2. Device according to claim 1, characterized in that

• - The means for guiding the tool ( 64 ) contain two sensing elements ( 82, 84 ) which have a preselectable mutual distance in the plane containing the second (II) and third axis (III) and
• - Between the two surface points ( 86, 88 ) of a cross-sectional area ( 90 ) of the workpiece ( 10 ) with which the two sensing elements cooperate, the partial area ( 92 ) of this cross-sectional area to be machined lies.

3. Apparatus according to claim 1, characterized in that the longitudinal axis ( 52 ) of the tool ( 64 ) each lies in the plane containing the cross-sectional area ( 90 ). 4. The device according to claim 1, characterized in that the sensing elements are two sleeve-shaped members ( 82, 84 ), the longitudinal axes of which coincide with that ( 52 ) of the tool and which are spaced apart from one another along the longitudinal axis ( 52 ) of the tool ( 64 ) surrounded, in the area between these two links the effective areas of the tool for machining the workpiece is present. 5. Device according to one of claims 1 to 4, characterized in that

• - The tool ( 64 ) fixed in the direction of the first axis (I), about an axis parallel to the first axis ( 50 ) swivel bar and in the direction of its longitudinal axis ( 52 ) adjustable gela, whereby it with light pressure in the first axis perpendicular direction (II) against the edge of the workpiece ( 10 ) can be applied,
• - The template ( 14 ) is designed as a support member for the workpiece ( 10 ),
• - The template ( 14 ) has in the region of its edge a guide rail ( 16 ) representing the edge,
• the drive device for generating the relative movement between the tool ( 64 ) and the workpiece ( 10 ) contains two rollers ( 72, 74 ),
• - The rail ( 16 ) can be clamped between these two rollers,
• - At least one of the rollers ( 72 ) can be rotatably driven so that the guide rail ( 16 ) can be guided through the two rollers,
• - The guide rail ( 16 ) about its longitudinal axis ( 93 ) and thus also the template ( 14 ) with the work piece ( 10 ) resting on it are held against rotation between the two rollers ( 72, 74 ).

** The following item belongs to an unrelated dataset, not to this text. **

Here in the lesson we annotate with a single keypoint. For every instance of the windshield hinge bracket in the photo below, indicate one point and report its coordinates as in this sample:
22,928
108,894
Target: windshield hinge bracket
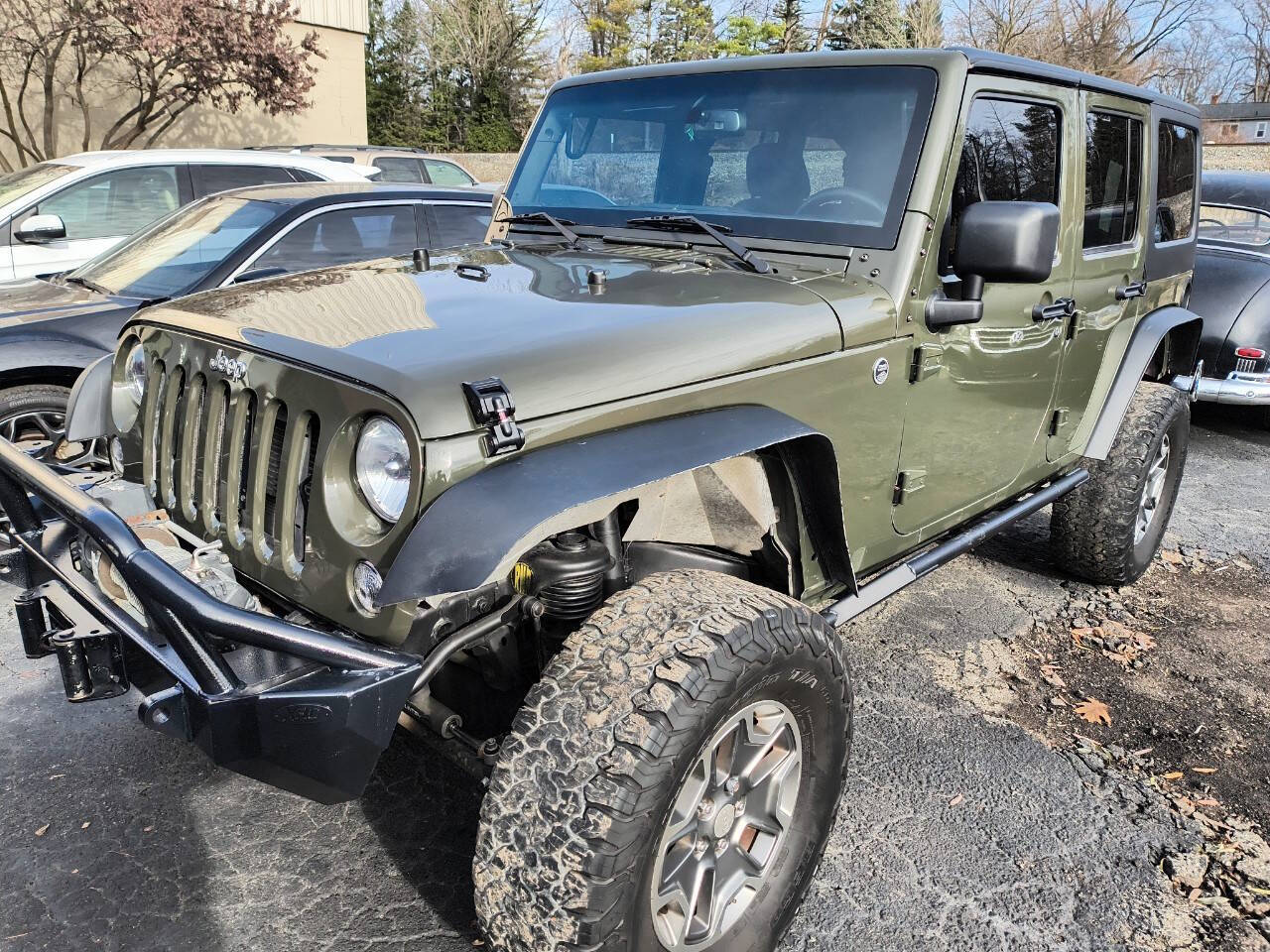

6. The device according to claim 1, characterized in that the guide rail is a rod-shaped member ( 16 ) with a circular cross-section, the template ( 14 ) with its at least partially circumferential guide rail is supported on a stationary base ( 70 ). 7. The device according to claim 5, characterized in that the tool ( 64 ) by means of a spring arrangement ( 102 ) against the edge of the workpiece ( 10 ) can be applied. 8. Apparatus according to claim 1 or 5, characterized in that at one end of a balance beam ( 32 ) the tool ( 64 ) is weight-neutral and about an axis parallel to the first axis (I) ( 50 ) is pivotable, and

• - The balance beam ( 32 ) holding the balance weight contains the drive device ( 42 ) for driving the tool

9. The device according to claim 8, characterized in that stop members are present, by means of which the pivoting deflections of the tool ( 64 ) and the balance beam ( 32 ) can be limited in size. 10. The device according to claim 1 or 5, characterized in that the tool ( 64 ) in the directions (I), ie in the longitudinal direction of the workpiece edge, is movably mounted. 11. The device according to claim 10, characterized in that the cantilever arms ( 46, 48 ) in their bearing points on the balance bar ( 32 ) each parallel to the axis ( 52 ) of the tool ( 64 ), ie in the directions ( 51 ) resilient are stored.